The good news is that your credit union or bank can help. Here are several ways your financial institution can protect you from identity theft and help you recover if it’s already occurred.
Monitoring Your Purchases
As soon as an identity thief gets hold of your information, they won’t waste any time draining your accounts and ruining your good name. Unfortunately, many people don’t even realize what’s happened until the damage is already done. Your credit union or bank can help by keeping an eye on your accounts and alerting you right away if something looks fishy with your transaction history.
Staying Ahead of the Curve
You should be able to trust that your financial institution is keeping up on the latest security advancements in the industry. When your credit union or bank is in the know about the tools and tactics criminals have at their disposal, they can take proactive steps on your behalf, such as ensuring secure online transactions and protecting ATMs.
Helping You Get Through
If you’re already the victim of identity theft, you are probably overwhelmed and unsure how to begin to deal with the issue. Your financial institution can help walk you through the process, from reporting the fraud to the government to creating a plan to help you repair your credit and reclaim your financial freedom.

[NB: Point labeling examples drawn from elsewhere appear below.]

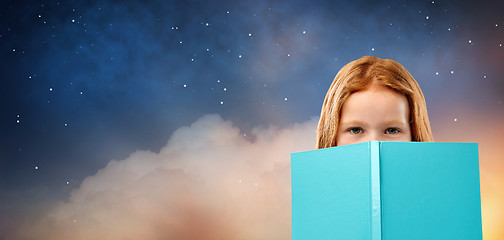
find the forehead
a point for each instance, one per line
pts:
(377, 103)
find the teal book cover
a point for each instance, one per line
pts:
(387, 190)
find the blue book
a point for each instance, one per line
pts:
(387, 190)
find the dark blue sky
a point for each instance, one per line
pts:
(83, 83)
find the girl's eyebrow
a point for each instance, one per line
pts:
(360, 123)
(353, 122)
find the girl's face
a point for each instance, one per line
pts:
(377, 113)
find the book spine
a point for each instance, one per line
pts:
(375, 191)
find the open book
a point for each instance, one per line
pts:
(387, 190)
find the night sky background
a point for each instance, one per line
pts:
(152, 119)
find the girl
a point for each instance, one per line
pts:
(373, 99)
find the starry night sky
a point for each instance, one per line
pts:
(87, 84)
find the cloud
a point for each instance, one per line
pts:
(209, 182)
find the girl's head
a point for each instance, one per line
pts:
(373, 99)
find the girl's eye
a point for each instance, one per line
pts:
(355, 130)
(391, 131)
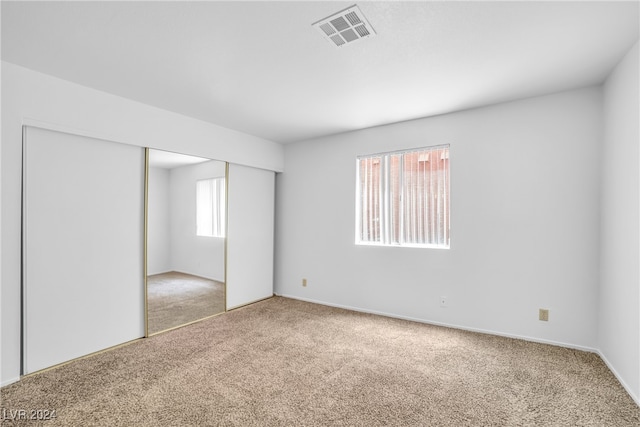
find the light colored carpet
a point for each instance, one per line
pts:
(283, 362)
(175, 299)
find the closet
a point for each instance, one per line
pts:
(83, 244)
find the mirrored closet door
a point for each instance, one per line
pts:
(185, 239)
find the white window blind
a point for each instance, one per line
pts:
(210, 207)
(403, 198)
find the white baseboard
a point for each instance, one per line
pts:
(615, 373)
(447, 325)
(9, 381)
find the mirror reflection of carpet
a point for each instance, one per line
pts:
(177, 298)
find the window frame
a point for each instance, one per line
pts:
(384, 197)
(218, 208)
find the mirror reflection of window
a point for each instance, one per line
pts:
(210, 207)
(185, 272)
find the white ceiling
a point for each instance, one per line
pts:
(261, 68)
(168, 160)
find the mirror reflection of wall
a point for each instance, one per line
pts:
(185, 239)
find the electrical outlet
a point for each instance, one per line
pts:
(543, 315)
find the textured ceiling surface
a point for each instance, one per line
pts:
(263, 69)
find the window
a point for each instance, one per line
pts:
(403, 198)
(210, 207)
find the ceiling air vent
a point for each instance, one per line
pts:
(345, 27)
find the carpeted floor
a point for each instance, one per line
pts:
(177, 298)
(283, 362)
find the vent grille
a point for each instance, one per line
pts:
(345, 27)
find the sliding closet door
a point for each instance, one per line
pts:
(250, 223)
(82, 246)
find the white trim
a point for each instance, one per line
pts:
(446, 325)
(10, 381)
(619, 377)
(70, 130)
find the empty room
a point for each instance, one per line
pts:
(261, 213)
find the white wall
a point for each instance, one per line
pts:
(524, 218)
(159, 224)
(197, 255)
(36, 98)
(250, 245)
(619, 296)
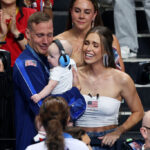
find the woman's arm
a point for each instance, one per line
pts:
(117, 47)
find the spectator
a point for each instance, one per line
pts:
(61, 77)
(31, 72)
(104, 88)
(13, 22)
(54, 115)
(40, 5)
(84, 14)
(126, 28)
(6, 97)
(145, 130)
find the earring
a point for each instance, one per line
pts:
(105, 60)
(92, 24)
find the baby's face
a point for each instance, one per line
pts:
(53, 55)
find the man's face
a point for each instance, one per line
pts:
(41, 36)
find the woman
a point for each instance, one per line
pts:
(13, 22)
(54, 115)
(103, 88)
(83, 15)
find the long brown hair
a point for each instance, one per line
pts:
(98, 18)
(54, 114)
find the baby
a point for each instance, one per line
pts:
(61, 77)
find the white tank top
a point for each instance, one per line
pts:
(102, 111)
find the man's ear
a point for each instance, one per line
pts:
(27, 32)
(143, 132)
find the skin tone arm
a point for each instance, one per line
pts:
(117, 46)
(130, 95)
(45, 92)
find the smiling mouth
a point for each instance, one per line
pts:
(89, 55)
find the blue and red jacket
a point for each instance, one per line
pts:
(25, 109)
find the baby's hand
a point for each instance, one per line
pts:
(35, 98)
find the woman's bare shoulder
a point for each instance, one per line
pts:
(121, 77)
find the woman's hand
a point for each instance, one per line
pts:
(110, 138)
(3, 25)
(76, 82)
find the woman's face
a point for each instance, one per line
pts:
(8, 2)
(92, 49)
(83, 14)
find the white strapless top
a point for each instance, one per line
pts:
(102, 111)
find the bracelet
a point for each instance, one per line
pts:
(2, 42)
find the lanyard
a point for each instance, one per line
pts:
(37, 57)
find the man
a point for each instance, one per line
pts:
(145, 130)
(30, 75)
(126, 26)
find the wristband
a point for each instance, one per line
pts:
(20, 37)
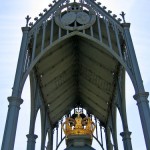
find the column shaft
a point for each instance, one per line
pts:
(141, 95)
(126, 140)
(11, 123)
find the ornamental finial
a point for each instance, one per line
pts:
(123, 16)
(27, 20)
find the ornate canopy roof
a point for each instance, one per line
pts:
(74, 47)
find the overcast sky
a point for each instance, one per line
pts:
(12, 18)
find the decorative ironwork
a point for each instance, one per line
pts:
(78, 124)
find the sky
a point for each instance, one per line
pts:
(12, 18)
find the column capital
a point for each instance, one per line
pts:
(141, 97)
(126, 135)
(15, 101)
(25, 29)
(31, 137)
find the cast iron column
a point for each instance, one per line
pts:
(141, 96)
(15, 100)
(31, 141)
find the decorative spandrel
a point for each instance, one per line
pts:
(75, 16)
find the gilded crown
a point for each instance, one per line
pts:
(78, 124)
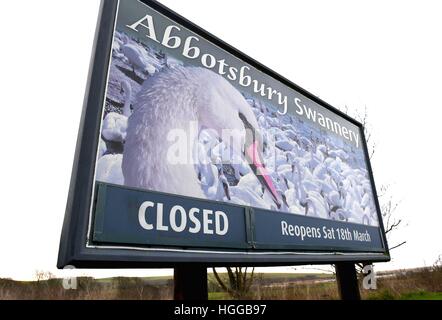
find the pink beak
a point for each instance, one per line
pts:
(253, 155)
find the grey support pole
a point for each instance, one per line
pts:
(347, 281)
(190, 283)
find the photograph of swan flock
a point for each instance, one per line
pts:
(163, 130)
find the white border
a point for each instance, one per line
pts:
(135, 248)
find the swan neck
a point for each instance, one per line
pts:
(127, 104)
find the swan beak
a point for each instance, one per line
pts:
(254, 158)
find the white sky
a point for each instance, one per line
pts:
(385, 55)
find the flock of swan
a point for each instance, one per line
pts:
(302, 170)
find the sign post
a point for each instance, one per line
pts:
(347, 281)
(192, 155)
(190, 283)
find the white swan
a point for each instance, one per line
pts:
(171, 100)
(109, 169)
(137, 57)
(115, 124)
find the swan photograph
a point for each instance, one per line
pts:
(185, 130)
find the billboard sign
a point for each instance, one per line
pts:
(190, 151)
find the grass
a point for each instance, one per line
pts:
(420, 284)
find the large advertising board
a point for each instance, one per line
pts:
(192, 152)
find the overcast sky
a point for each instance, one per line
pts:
(382, 55)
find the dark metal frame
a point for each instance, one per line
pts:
(73, 245)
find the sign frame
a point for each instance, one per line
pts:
(75, 246)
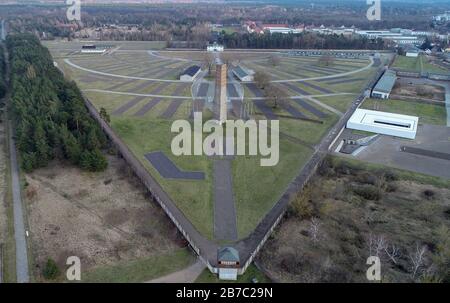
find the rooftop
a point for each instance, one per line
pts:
(386, 82)
(241, 72)
(191, 71)
(228, 254)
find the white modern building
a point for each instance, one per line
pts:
(92, 49)
(384, 123)
(412, 52)
(190, 73)
(215, 47)
(384, 86)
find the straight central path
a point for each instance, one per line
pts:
(19, 226)
(225, 225)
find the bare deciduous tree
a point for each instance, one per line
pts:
(314, 229)
(393, 252)
(377, 245)
(208, 61)
(417, 259)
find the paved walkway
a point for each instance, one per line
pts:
(19, 226)
(225, 225)
(331, 109)
(187, 275)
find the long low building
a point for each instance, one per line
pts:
(243, 74)
(384, 86)
(390, 124)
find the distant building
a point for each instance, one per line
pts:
(384, 86)
(190, 73)
(412, 52)
(228, 262)
(280, 29)
(215, 47)
(384, 123)
(92, 49)
(243, 74)
(442, 18)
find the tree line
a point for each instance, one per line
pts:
(305, 40)
(49, 112)
(2, 73)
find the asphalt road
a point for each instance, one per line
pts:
(19, 226)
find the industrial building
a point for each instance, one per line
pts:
(243, 74)
(384, 86)
(384, 123)
(190, 73)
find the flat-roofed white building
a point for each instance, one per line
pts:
(390, 124)
(215, 47)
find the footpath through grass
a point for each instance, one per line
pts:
(141, 270)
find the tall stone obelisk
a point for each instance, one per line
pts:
(221, 91)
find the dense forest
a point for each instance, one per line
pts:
(2, 73)
(49, 113)
(188, 22)
(303, 40)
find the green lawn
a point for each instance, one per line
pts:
(416, 64)
(341, 103)
(427, 113)
(141, 270)
(257, 188)
(252, 272)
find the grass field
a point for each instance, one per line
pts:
(141, 270)
(255, 188)
(194, 198)
(402, 174)
(428, 113)
(418, 64)
(341, 103)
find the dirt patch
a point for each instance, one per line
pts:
(102, 218)
(337, 223)
(423, 91)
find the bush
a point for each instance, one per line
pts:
(367, 178)
(302, 206)
(51, 270)
(429, 194)
(368, 192)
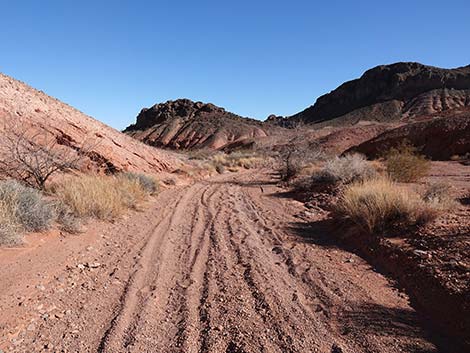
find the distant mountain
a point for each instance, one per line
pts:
(402, 91)
(184, 124)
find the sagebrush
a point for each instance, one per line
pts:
(344, 170)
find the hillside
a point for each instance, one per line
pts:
(111, 150)
(402, 91)
(184, 124)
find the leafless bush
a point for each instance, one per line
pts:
(345, 170)
(440, 195)
(294, 157)
(32, 156)
(22, 209)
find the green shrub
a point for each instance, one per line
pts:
(405, 164)
(22, 209)
(148, 183)
(102, 197)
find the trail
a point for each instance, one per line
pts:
(223, 266)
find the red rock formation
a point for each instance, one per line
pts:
(111, 149)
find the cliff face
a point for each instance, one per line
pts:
(111, 149)
(184, 124)
(401, 90)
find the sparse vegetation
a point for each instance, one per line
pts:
(295, 158)
(22, 209)
(440, 195)
(102, 197)
(380, 205)
(148, 183)
(344, 170)
(405, 164)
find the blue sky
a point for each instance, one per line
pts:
(111, 58)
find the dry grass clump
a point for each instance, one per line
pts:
(22, 209)
(404, 164)
(147, 182)
(440, 195)
(232, 161)
(380, 205)
(345, 170)
(102, 197)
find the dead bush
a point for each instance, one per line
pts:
(147, 182)
(102, 197)
(440, 195)
(34, 155)
(380, 206)
(344, 170)
(22, 209)
(295, 157)
(405, 164)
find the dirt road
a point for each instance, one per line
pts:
(219, 266)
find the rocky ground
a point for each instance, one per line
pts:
(224, 265)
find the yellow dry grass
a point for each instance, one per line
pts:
(380, 205)
(102, 197)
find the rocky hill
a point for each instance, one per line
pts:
(184, 124)
(110, 149)
(438, 138)
(401, 91)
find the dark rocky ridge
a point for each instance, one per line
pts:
(183, 124)
(439, 138)
(391, 91)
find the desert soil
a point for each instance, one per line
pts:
(217, 266)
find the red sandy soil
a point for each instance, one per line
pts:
(216, 266)
(33, 109)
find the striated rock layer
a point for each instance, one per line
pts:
(184, 124)
(400, 91)
(439, 138)
(111, 150)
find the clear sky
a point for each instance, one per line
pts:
(111, 58)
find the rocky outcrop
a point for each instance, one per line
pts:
(184, 124)
(439, 138)
(390, 93)
(110, 149)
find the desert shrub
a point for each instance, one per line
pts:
(219, 168)
(10, 229)
(405, 164)
(380, 205)
(102, 197)
(240, 159)
(147, 182)
(22, 209)
(440, 195)
(345, 170)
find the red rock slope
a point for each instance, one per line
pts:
(112, 149)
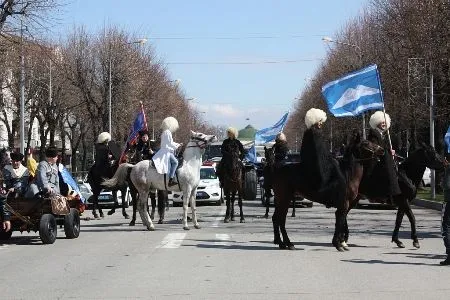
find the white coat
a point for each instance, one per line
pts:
(161, 158)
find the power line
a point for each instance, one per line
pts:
(268, 62)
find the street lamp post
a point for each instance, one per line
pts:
(139, 41)
(359, 53)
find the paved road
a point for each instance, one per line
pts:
(111, 260)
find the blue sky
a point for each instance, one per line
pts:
(231, 32)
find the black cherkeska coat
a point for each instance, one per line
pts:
(381, 180)
(321, 171)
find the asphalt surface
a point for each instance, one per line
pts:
(111, 260)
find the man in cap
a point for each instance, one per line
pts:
(47, 178)
(16, 175)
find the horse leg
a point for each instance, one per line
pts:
(141, 203)
(233, 198)
(287, 243)
(186, 199)
(162, 196)
(293, 207)
(338, 229)
(227, 214)
(194, 210)
(412, 219)
(153, 200)
(116, 203)
(398, 223)
(267, 202)
(241, 213)
(124, 201)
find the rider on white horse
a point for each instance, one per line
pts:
(165, 160)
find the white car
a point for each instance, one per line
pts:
(105, 199)
(208, 190)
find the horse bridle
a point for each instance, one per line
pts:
(199, 142)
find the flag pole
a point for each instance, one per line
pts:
(384, 112)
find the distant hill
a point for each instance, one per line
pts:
(248, 133)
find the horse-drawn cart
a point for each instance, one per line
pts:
(43, 215)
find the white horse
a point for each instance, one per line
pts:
(145, 178)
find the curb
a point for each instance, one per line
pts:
(427, 204)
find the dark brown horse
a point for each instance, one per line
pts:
(289, 179)
(232, 184)
(413, 167)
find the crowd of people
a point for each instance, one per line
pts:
(323, 170)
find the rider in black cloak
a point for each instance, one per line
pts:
(381, 181)
(229, 146)
(321, 170)
(101, 169)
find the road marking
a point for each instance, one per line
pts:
(222, 239)
(172, 241)
(219, 218)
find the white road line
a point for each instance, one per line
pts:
(222, 239)
(219, 218)
(172, 241)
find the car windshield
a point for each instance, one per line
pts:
(208, 173)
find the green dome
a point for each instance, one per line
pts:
(248, 133)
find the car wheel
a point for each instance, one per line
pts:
(47, 229)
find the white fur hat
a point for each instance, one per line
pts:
(313, 116)
(103, 137)
(233, 131)
(170, 123)
(377, 118)
(281, 137)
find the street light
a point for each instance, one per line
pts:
(138, 41)
(358, 50)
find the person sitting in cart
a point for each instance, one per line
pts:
(16, 175)
(47, 178)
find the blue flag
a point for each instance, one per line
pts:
(447, 139)
(251, 154)
(269, 134)
(354, 93)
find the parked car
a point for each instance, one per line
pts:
(208, 190)
(105, 199)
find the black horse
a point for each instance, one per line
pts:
(413, 167)
(288, 179)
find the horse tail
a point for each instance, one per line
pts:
(119, 178)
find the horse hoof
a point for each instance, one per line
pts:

Other Ways to Prevent Identity Theft
In addition to using a credit union or bank that actively provides security measures, you can take a number of steps in your daily life to reduce your chances of becoming a victim.
* Only make online purchases using trusted, secure websites.
* Don’t carry your Social Security card around, and elect not to have the number printed on your ID card.
* Put a hold on your mail when you go out of town.
* Always use a secure internet connection.
* Change online passwords regularly, and be sure to use a combination of letters, numbers and characters that would be difficult for someone to guess. * Do not respond to unsolicited requests for your personal information, whether it’s from someone online or at your doorstep.
Identity theft is a serious problem, but we can all fight back by being careful with our personal information and by making smart choices when it comes to handling our money.